Bei der Bewerberauswahl sieht auch Günther Henke, beim Arbeitsamt Hamburg als Arbeitsberater für SAP-Spezialisten zuständig, einen Schlüssel zur erfolgreichen Vermittlung: "SAP-Experten sind nach wie vor begehrt - wenn sie die richtigen Voraussetzungen mitbringen", stellt er klar, "und dafür sorgen wir mit einer Altersgrenze von 45 Jahren, hohen Anforderungen an die Vorkenntnisse und einem Eignungstest." Mindestvoraussetzung sind DV-Kenntnisse, die weit über Office-Software hinausgehen müssen, am besten sogar Programmier- oder Datenbankerfahrung sowie betriebliche Erfahrungen und Branchenkenntnisse.

Damit kann Henke gut leben: "Das ist natürlich hart für ältere Arbeitslose; aber wir können doch nicht Schulungen für Arbeitslose finanzieren, die dann nicht vermittelbar sind." Bei Fortbildungen im Multimedia-Bereich liegt die Altersgrenze sogar bei 30 Jahren. "Ältere Leute ohne Berufserfahrung aus der IT- oder Medienwelt sind in der jungen Branche nicht unterzubringen - wozu sollen wir sie dann erst ausbilden?", kommentiert Henke.
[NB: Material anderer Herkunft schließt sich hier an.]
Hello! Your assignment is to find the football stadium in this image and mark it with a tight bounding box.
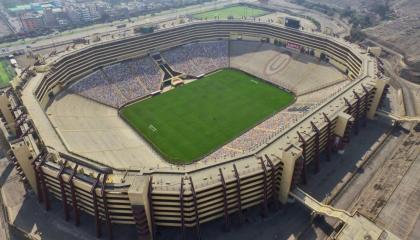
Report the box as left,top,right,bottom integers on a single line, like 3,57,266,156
0,20,388,239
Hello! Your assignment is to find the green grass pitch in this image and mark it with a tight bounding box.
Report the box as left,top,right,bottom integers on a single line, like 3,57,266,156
193,6,269,20
121,69,294,164
0,59,16,88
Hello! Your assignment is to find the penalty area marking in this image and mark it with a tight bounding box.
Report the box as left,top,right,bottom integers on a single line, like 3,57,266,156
149,124,157,132
251,79,259,84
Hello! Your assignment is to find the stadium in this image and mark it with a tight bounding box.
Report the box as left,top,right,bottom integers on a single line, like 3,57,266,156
0,20,387,238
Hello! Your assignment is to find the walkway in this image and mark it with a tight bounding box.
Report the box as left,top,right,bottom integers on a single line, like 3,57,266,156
290,188,399,240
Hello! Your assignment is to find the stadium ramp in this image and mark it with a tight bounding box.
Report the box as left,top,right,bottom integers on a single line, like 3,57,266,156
290,187,399,240
376,110,420,122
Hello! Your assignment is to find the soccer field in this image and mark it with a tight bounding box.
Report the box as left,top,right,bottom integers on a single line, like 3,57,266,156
0,59,16,88
121,69,294,164
193,6,268,19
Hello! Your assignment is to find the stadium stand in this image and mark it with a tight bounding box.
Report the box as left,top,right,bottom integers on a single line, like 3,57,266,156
70,57,162,108
162,41,229,77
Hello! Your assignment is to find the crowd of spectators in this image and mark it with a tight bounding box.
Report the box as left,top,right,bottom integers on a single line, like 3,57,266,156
205,106,311,160
69,57,163,108
69,70,127,107
162,41,229,77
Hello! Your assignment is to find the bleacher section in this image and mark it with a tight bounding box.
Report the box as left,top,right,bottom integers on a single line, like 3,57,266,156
162,41,229,77
69,57,163,108
229,41,344,95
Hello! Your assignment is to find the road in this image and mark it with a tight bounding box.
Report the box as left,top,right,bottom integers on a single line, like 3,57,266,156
0,0,244,55
366,39,420,116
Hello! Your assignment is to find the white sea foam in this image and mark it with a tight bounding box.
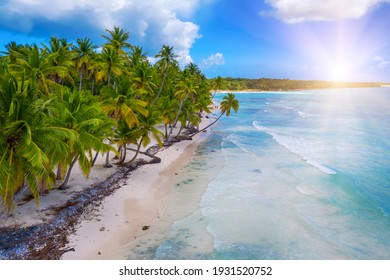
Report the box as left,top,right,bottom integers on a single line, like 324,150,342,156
253,121,337,175
282,106,315,119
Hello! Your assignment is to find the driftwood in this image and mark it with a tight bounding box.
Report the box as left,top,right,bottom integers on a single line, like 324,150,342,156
0,159,158,260
0,136,195,260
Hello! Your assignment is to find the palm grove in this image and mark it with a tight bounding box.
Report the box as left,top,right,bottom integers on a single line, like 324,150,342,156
0,27,238,213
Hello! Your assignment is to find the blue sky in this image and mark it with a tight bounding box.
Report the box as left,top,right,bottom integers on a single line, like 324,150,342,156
0,0,390,82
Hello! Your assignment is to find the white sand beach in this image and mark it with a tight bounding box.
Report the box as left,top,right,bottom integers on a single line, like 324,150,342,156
62,134,204,260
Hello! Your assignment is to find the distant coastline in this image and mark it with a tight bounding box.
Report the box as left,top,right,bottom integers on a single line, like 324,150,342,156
210,77,390,92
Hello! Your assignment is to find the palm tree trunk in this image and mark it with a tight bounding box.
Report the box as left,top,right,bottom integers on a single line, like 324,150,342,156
176,122,184,137
56,163,62,180
59,156,79,190
91,78,95,95
169,97,187,135
190,112,225,137
92,152,99,166
164,123,168,141
127,137,144,164
104,151,112,168
79,70,83,91
152,70,168,104
118,143,127,164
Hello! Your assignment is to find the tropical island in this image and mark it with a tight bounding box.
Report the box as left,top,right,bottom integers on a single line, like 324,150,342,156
0,27,381,259
211,77,386,91
0,27,238,259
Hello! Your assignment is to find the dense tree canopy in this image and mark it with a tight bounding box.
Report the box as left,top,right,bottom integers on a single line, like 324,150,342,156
0,27,236,213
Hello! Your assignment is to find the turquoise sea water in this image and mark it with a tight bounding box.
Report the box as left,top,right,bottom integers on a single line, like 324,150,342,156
129,88,390,259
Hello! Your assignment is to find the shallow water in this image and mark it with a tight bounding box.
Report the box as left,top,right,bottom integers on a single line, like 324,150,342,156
129,88,390,259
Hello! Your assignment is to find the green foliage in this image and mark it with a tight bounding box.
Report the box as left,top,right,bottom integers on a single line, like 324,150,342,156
211,77,380,91
0,27,212,212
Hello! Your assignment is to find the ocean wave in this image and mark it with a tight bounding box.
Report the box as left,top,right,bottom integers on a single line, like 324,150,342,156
282,106,316,119
252,121,337,175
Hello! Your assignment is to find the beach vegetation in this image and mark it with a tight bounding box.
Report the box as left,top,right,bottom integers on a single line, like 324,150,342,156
0,27,238,213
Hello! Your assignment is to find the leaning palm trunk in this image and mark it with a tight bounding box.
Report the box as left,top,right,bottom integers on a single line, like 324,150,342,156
104,151,112,168
118,143,127,164
79,70,83,91
191,112,225,137
127,137,144,164
176,122,184,137
169,97,187,135
152,71,168,104
59,156,79,190
92,152,99,166
56,163,63,180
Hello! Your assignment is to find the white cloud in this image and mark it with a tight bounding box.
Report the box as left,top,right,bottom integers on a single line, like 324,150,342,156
261,0,390,23
372,55,390,67
0,0,213,64
200,53,225,68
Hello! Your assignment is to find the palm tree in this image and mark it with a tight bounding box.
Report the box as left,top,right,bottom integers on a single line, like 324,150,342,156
212,76,223,99
191,92,240,137
54,89,115,188
42,37,73,84
95,45,124,86
169,77,198,135
126,108,163,164
132,61,156,99
129,46,148,68
73,38,97,91
9,44,58,95
0,75,76,213
153,45,178,102
101,77,148,167
112,119,138,164
102,26,131,54
156,96,179,141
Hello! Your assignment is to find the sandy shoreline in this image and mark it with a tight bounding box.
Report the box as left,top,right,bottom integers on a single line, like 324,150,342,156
62,128,212,260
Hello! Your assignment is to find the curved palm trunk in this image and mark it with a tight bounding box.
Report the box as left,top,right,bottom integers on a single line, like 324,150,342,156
127,137,144,164
164,123,168,141
176,122,184,137
191,112,225,137
152,70,168,104
92,152,99,166
169,97,187,135
104,151,112,168
118,143,127,164
56,163,62,180
79,71,83,91
59,156,79,190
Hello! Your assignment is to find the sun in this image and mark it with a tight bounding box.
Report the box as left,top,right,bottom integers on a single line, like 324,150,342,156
328,62,350,82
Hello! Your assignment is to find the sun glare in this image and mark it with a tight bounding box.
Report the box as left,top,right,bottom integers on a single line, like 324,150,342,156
328,62,350,82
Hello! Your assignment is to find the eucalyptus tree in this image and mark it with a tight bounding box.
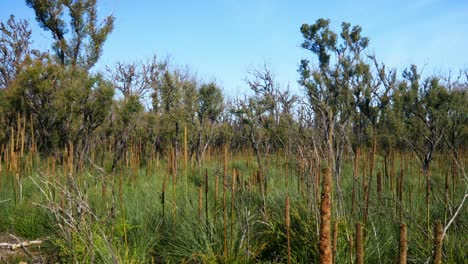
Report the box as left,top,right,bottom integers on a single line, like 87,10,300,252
298,19,371,182
298,18,370,262
0,15,39,89
195,82,224,164
394,65,450,232
26,0,114,70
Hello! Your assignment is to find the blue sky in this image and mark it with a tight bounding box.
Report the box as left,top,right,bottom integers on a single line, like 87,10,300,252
0,0,468,97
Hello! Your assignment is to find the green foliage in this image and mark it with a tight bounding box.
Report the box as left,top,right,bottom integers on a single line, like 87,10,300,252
26,0,114,70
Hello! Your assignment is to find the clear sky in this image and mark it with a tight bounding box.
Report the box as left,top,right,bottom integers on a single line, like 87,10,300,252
0,0,468,97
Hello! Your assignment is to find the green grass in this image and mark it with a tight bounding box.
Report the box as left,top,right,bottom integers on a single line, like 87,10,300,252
0,152,468,263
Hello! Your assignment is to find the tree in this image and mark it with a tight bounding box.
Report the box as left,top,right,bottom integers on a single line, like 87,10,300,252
107,56,167,98
26,0,114,70
299,19,369,261
394,65,450,232
196,82,224,164
4,57,114,155
298,19,369,182
0,15,38,89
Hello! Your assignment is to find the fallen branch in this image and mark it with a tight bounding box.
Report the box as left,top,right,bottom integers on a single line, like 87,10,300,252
0,235,43,250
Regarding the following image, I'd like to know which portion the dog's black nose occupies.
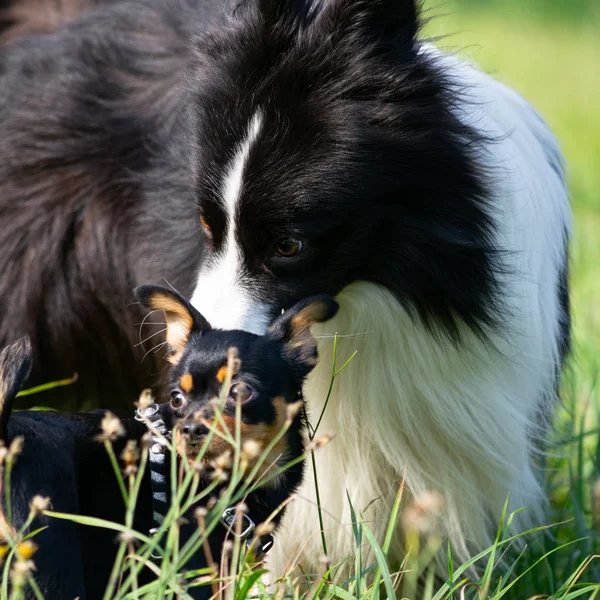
[181,421,208,443]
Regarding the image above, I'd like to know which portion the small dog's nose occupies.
[181,421,208,443]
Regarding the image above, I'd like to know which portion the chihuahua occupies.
[0,286,338,600]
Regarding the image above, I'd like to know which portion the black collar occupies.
[135,403,273,560]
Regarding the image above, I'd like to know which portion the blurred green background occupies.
[424,0,600,427]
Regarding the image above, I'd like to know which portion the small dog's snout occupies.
[181,421,208,442]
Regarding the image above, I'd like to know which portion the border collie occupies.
[0,0,570,573]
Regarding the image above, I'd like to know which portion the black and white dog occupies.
[0,0,570,572]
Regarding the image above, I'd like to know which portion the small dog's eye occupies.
[229,382,254,404]
[275,238,302,258]
[171,390,185,409]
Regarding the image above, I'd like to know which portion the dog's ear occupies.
[267,296,339,377]
[135,285,211,364]
[0,337,32,440]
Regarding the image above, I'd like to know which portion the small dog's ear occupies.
[0,337,32,440]
[267,296,339,377]
[135,285,211,363]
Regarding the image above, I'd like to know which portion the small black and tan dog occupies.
[0,286,338,600]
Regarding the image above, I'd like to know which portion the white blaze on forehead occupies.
[192,111,269,334]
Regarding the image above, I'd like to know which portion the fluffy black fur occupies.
[0,0,568,406]
[0,287,337,600]
[0,0,506,406]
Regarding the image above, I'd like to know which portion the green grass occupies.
[0,0,600,600]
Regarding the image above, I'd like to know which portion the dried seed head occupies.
[242,440,262,460]
[192,460,206,475]
[121,440,140,467]
[10,560,35,587]
[214,450,233,471]
[138,388,154,409]
[29,494,50,515]
[254,522,275,537]
[6,435,25,462]
[287,400,304,421]
[119,531,136,545]
[223,540,233,554]
[17,540,38,560]
[211,468,229,483]
[100,411,125,442]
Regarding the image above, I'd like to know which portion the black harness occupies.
[135,403,273,560]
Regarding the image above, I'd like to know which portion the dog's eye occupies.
[200,215,212,238]
[229,382,254,404]
[275,238,302,258]
[171,390,186,409]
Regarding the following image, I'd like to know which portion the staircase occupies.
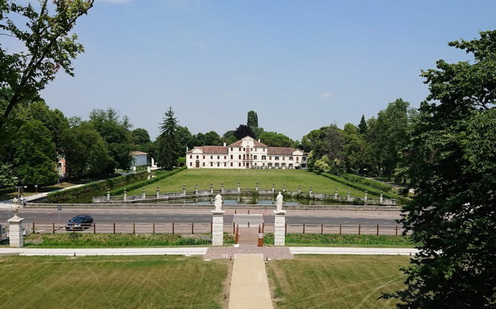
[237,226,259,246]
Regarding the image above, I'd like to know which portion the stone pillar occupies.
[212,194,224,246]
[274,210,286,246]
[7,206,24,248]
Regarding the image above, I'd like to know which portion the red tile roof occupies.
[267,147,296,156]
[188,146,227,154]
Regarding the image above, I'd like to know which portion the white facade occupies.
[186,136,306,169]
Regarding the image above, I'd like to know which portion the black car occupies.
[65,215,93,231]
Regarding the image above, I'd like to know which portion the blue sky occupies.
[36,0,496,140]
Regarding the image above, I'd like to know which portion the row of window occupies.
[189,162,293,168]
[189,155,299,162]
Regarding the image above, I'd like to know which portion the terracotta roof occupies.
[131,151,148,156]
[267,147,296,156]
[228,136,267,147]
[187,146,227,154]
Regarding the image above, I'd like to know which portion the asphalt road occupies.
[0,208,400,225]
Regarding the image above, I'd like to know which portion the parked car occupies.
[65,215,93,231]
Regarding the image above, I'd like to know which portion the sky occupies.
[31,0,496,140]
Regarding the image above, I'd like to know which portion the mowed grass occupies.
[268,255,409,309]
[128,169,372,197]
[0,256,228,309]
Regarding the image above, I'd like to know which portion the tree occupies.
[61,123,112,178]
[385,31,496,308]
[358,114,368,134]
[0,0,94,131]
[246,111,258,129]
[258,131,294,147]
[372,99,410,178]
[234,124,256,140]
[157,107,180,169]
[13,120,58,186]
[343,123,365,173]
[89,108,133,173]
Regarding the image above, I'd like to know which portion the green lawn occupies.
[128,169,372,197]
[268,255,408,309]
[0,256,228,309]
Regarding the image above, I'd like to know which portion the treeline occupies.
[301,99,417,182]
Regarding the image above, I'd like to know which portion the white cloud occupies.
[319,92,334,99]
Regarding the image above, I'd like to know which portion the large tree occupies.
[157,107,181,169]
[13,120,58,186]
[89,108,133,173]
[0,0,94,134]
[246,111,258,129]
[389,31,496,308]
[61,123,112,178]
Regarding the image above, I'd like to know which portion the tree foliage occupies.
[157,107,181,169]
[386,31,496,308]
[246,111,258,129]
[234,124,257,140]
[0,0,94,130]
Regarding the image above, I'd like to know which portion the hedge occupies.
[47,171,148,203]
[110,167,186,195]
[341,174,393,192]
[321,173,410,204]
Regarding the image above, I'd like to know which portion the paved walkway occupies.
[229,254,273,309]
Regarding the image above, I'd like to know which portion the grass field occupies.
[128,169,372,197]
[268,255,408,309]
[0,256,229,309]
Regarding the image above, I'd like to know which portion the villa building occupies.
[186,136,307,169]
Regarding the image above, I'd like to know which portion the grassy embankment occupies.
[20,233,413,248]
[128,169,374,198]
[0,255,408,309]
[0,256,229,309]
[268,255,408,309]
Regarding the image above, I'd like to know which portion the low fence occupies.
[92,186,396,206]
[24,222,403,236]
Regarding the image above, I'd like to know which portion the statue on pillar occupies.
[215,194,222,211]
[276,192,283,212]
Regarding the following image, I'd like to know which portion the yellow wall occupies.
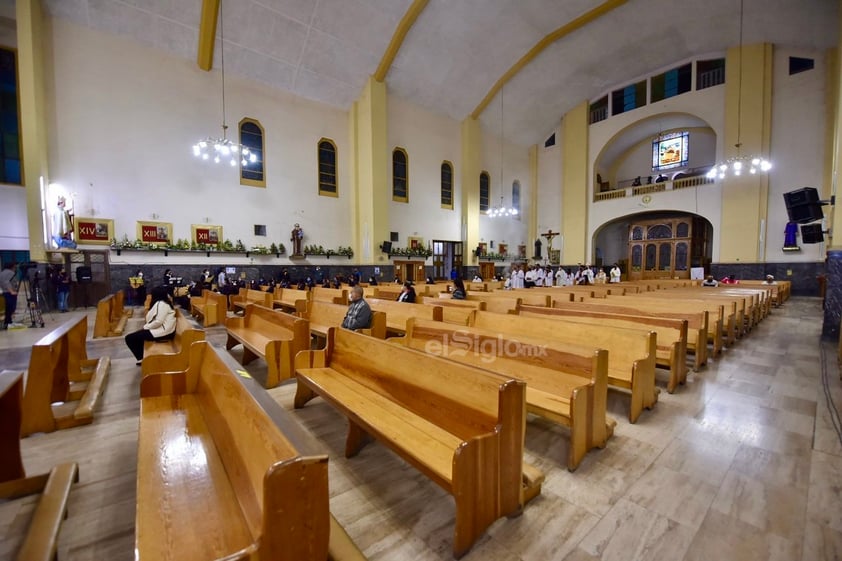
[349,77,392,263]
[521,144,536,247]
[16,0,49,261]
[821,42,842,250]
[462,117,482,265]
[561,101,590,263]
[719,43,772,263]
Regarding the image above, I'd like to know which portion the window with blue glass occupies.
[512,180,520,216]
[319,138,339,197]
[479,171,491,213]
[441,161,453,210]
[651,63,693,103]
[392,148,409,203]
[0,47,23,185]
[238,118,266,187]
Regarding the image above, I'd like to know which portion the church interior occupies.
[0,0,842,561]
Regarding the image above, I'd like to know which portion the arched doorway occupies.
[594,211,713,280]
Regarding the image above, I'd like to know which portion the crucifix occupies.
[541,228,559,255]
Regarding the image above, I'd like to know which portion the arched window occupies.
[319,138,339,197]
[237,117,266,187]
[392,148,409,203]
[0,48,23,185]
[441,160,453,210]
[479,171,491,213]
[512,180,520,216]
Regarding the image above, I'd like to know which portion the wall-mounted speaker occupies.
[784,187,824,224]
[76,266,93,284]
[801,224,824,243]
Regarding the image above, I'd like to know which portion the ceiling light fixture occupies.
[193,2,257,167]
[488,87,518,218]
[707,0,772,179]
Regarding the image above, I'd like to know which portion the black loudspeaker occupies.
[801,224,824,243]
[784,187,824,224]
[76,267,94,284]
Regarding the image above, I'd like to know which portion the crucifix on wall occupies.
[541,229,559,252]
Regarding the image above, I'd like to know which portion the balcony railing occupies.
[593,175,716,203]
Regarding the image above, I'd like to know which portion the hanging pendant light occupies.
[193,2,257,167]
[488,87,518,218]
[707,0,772,179]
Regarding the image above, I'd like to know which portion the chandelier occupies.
[193,3,257,167]
[487,87,518,218]
[706,0,772,179]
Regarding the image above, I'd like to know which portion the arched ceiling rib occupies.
[45,0,839,145]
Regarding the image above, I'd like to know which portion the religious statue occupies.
[289,223,304,256]
[52,197,76,249]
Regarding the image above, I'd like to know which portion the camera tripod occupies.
[21,271,50,327]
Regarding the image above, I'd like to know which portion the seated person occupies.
[125,286,176,366]
[702,275,719,286]
[451,277,468,300]
[342,285,371,331]
[398,281,415,303]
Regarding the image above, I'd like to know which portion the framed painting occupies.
[190,224,223,245]
[137,220,172,245]
[76,216,114,245]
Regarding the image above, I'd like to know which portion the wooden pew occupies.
[553,300,708,371]
[310,286,348,306]
[372,284,402,301]
[21,316,111,436]
[0,370,79,561]
[298,301,386,341]
[466,288,552,313]
[396,319,617,471]
[140,310,205,376]
[231,288,272,313]
[418,295,486,325]
[294,329,526,558]
[606,289,737,348]
[225,304,310,388]
[466,312,658,423]
[518,306,687,393]
[135,342,362,561]
[190,289,228,327]
[94,290,132,339]
[269,286,312,314]
[366,298,442,335]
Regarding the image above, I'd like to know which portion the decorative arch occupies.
[317,138,339,197]
[392,146,409,203]
[237,117,266,188]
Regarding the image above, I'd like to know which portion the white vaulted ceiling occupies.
[45,0,839,145]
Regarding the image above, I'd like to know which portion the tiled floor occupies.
[0,298,842,561]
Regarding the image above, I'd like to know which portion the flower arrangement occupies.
[389,247,433,259]
[304,244,354,259]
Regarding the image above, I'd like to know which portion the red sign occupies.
[140,224,170,243]
[196,228,219,245]
[77,221,108,243]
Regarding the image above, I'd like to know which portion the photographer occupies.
[0,263,18,329]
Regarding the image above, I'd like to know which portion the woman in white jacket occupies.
[126,286,175,366]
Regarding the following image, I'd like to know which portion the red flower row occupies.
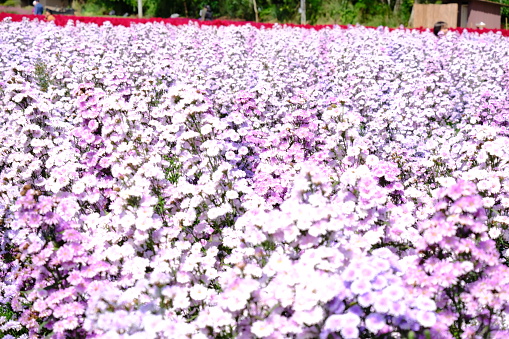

Ausnahmen von der Altersregelung gibt es nur, wenn der Arbeitslose die Einstellungszusage eines Arbeitgebers vorweisen kann.

Einen zweiten Aspekt für den langfristigen Erfolg der Fördermaßnahmen sieht er in der konsequenten Überwachung des Vermittlungserfolgs: "Wir finanzieren nur Fortbildungsmaßnahmen mit guten Vermittlungsquoten." Damit stehen auf der einen Seite die Bildungsträger unter Erfolgsdruck, weil den Fortbildungen, die schlecht abschneiden, zügig die Finanzierung gestrichen wird. Auf der anderen Seite zeigt sich, welche Qualifikationen am Arbeitsmarkt gefragt sind - andere Kurse erledigen sich mangels Vermittlung quasi von selbst. Die SAP-Fortbildungen liegen nach Henkes Einschätzung gut im Rennen: Zwischen 70 und 100 Prozent der Absolventen sind sechs Monate nach Abschluss in einem festen Arbeitsverhältnis. Wer dann noch ohne feste Anstellung ist, habe kaum noch Chancen: "Bei DV-Inhalten ist die Halbwertszeit des Wissens ausgesprochen kurz."

Auch Personalexpertin Kernwein räumt ein, dass das Hamburger Arbeitsamt bekannt dafür sei, durch stringente Richtlinien bei der Personalauswahl und gezielte Fördermaßnahmen erfolgreich und mit guten Vermittlungsquoten auf die Bedürfnisse des Arbeitsmarkts zu reagieren. Das gelte jedoch nicht für alle Arbeitsämter. Der Automatismus, dass jeder Arbeitslose mit einer SAP-Ausbildung einen gut bezahlten Job bekommt, ist vorbei.

*Holger Eriksdotter ist freier Journalist in Hamburg.